TuringTest said:
Lateinos said:
My guess (as well as my hope) is that games will be taken further in the direction of immersion. In the last decade of gaming, we've had an upsurge in games which make you feel like you're part of something bigger than yourself. We've crept through the halls of a once-splendid underwater city, still haunted by the ghosts of its past. We've read graffitied messages on safe-room walls, some serious, some facetious. We've found our way through crumbling apartment complexes, littered with the bodies of their former occupants.
Immersion is what I value in my games most of all. Take Bioshock, for example, which is probably my favorite game. As much as I love the gameplay, including the excellent combat system, it is the immersion that makes this game so exceptional. It is lucky the gameplay is so elegant, or else it may have gotten in the way of the oppressive atmosphere, which filled me with incredible paranoia throughout.
To further immersion, graphics will continue to improve. Many games have already crossed the uncanny valley to become pleasing again, and soon, all commercial games will have reached this point. It is possible that the industry will experiment with 3D at some point in the future, considering the role another dimension could play in immersion, but what sort of technology and when are far beyond my reckoning. I just hope it's not one of the 3D technologies they're using in movies; I'm not a fan of the 3D craze.
Immersion has always been something that's been interesting to me - and I think graphics are certainly a very confusing thing. Considering I can well immerse myself into games like Dwarf Fortress or Minecraft, while I can't immerse myself into say, Call Of Duty, it may seem like graphics aren't important or actually reverse what people expect. Really, in my opinion, I think the graphics need to be more about the tone of the game or what the game is trying to represent over than looking shiny in order to immerse better - on the same note, however, yes, graphics are consistently if subtly improving over time. Remember when Metal Gear Solid 2 had cutting edge graphics? Yeah...
So yes. Immersion, assuming the game devs see the potential dollar in it and roll with it, should be very deep in the future. And as for 3D - I'm not sure of it. But if motion control improves to the point of no longer requiring a peripheral AND being very consistent, fun and easy to use, and they develop some method of 3D that works and isn't absolutely, completely clunky and overpriced like most 3D methods are in this day and age - I very much look forward to seeing what happens there.

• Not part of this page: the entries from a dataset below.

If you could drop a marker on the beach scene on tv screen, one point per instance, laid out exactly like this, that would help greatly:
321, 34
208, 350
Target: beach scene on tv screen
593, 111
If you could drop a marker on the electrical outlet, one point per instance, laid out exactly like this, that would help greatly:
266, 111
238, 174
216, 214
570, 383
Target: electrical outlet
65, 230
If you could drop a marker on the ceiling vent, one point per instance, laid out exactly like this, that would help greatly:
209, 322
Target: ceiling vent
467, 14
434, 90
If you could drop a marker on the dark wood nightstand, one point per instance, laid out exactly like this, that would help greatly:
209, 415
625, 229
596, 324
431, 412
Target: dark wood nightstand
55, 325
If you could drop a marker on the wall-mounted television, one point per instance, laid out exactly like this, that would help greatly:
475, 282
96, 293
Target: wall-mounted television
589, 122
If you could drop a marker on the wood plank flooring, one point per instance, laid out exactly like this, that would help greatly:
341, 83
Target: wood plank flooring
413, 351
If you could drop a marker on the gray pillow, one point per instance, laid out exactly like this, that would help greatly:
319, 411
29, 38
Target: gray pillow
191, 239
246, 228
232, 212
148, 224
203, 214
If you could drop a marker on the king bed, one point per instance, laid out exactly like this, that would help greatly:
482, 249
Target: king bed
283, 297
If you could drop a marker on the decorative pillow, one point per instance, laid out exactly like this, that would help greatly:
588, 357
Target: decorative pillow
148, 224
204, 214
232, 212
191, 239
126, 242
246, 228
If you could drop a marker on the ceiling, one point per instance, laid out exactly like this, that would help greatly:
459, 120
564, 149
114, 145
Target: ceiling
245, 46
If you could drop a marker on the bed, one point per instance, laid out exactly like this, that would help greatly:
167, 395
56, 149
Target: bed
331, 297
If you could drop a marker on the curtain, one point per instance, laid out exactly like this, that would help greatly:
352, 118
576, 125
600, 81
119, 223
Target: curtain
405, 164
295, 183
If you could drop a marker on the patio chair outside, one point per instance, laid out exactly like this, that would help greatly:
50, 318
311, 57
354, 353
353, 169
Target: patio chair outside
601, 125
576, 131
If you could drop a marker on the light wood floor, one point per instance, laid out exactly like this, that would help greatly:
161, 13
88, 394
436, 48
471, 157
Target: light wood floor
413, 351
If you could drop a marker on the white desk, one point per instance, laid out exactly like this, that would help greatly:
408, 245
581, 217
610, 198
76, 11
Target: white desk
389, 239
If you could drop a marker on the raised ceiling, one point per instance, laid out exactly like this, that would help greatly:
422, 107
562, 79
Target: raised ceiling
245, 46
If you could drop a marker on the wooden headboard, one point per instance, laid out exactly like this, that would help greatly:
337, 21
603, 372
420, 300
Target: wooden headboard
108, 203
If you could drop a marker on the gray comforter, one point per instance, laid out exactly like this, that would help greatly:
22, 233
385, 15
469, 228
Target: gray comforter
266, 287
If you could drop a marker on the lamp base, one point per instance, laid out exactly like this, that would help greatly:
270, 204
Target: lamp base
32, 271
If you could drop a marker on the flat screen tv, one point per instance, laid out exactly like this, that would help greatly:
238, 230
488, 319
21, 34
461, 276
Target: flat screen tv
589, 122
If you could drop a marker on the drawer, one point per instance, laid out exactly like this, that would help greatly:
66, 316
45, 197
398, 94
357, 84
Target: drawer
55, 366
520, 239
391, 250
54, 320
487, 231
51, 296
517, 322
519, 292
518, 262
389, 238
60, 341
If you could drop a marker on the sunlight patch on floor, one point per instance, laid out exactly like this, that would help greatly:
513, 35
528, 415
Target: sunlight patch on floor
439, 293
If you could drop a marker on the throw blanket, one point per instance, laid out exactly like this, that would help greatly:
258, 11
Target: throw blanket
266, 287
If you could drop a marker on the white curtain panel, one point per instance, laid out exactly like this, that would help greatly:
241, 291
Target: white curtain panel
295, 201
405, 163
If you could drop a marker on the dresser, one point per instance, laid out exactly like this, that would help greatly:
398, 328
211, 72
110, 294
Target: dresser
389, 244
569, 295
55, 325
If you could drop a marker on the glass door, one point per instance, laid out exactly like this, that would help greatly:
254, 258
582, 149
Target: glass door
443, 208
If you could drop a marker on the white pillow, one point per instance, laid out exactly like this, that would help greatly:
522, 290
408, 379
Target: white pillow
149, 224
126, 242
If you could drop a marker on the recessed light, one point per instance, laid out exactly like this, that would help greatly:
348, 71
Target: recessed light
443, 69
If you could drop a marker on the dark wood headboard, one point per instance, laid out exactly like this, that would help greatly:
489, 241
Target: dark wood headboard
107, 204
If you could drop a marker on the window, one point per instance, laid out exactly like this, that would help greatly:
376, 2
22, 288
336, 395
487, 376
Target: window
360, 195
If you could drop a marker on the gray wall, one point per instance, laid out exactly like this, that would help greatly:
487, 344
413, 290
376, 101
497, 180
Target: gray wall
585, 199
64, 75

To elaborate, I didn't mean to say that improved graphics are essential to immersion, just one of several factors in the effect. What's important for the immersion is not the fact that the objects in the game are more lifelike, but rather, the ability of such an increase in detail to convey information to the player. For example, let's suppose our game designers want to place a corpse in the game. There are a lot of reasons to do so, but let's say the reason is to warn the player of the impending danger of the area they are about to enter, thus building suspense. The question I have nearly every time I see such a corpse in a game is inevitably: "How did they die?" The more detail I see in the killing blow, the more I understand about the circumstance of his death, and therefore, the dangers ahead. If He has a bullet hole in his head, I can expect to see some soldiers around. If he looks like he's been torn apart by claw-like mandibles, I'll be on the look-out for wild animals and/or alien mutants.
Not that practical information is really what I'm looking for in the corpse. Instead, what drives my craving for information about this nameless, unknown man or woman is natural curiosity. What I usually wonder consciously is merely "How did he/she die?" but this is only the first question in a series of questions, which ultimately leads to the most pressing question of them all: "Who was he/she?" Confronted by the remains of a person, I am instantly filled with a desire to understand this person, tantalized by the impossibility of knowing this person.
What I mean ultimately about graphics is that the better they are, the more details the art director can add, and perhaps more importantly, the more recognizable each detail becomes. If games continue on this track, then games will continue to update their graphics to resemble, as much as they can, the real world. What the video game medium secretly craves is to be the real world, and every graphical limitation is an obstacle to be surmounted in pursuit of this goal.
Good graphics do not cause immersion, but they do encourage it. Given their new options, as well as an increased ease in pursuing them, art directors will indulge in greater levels of detail. However, just as today, only those game designers who use details intelligently will benefit fully from the immersive properties of increased graphical capabilities. That's why there are high spec, graphically advanced games that are less immersive than Minecraft, in spite of the latter's jarringly un-lifelike graphics.
And, of course, immersion is often dependent upon sound as much as the image, in fact, in a lot of ways, more so.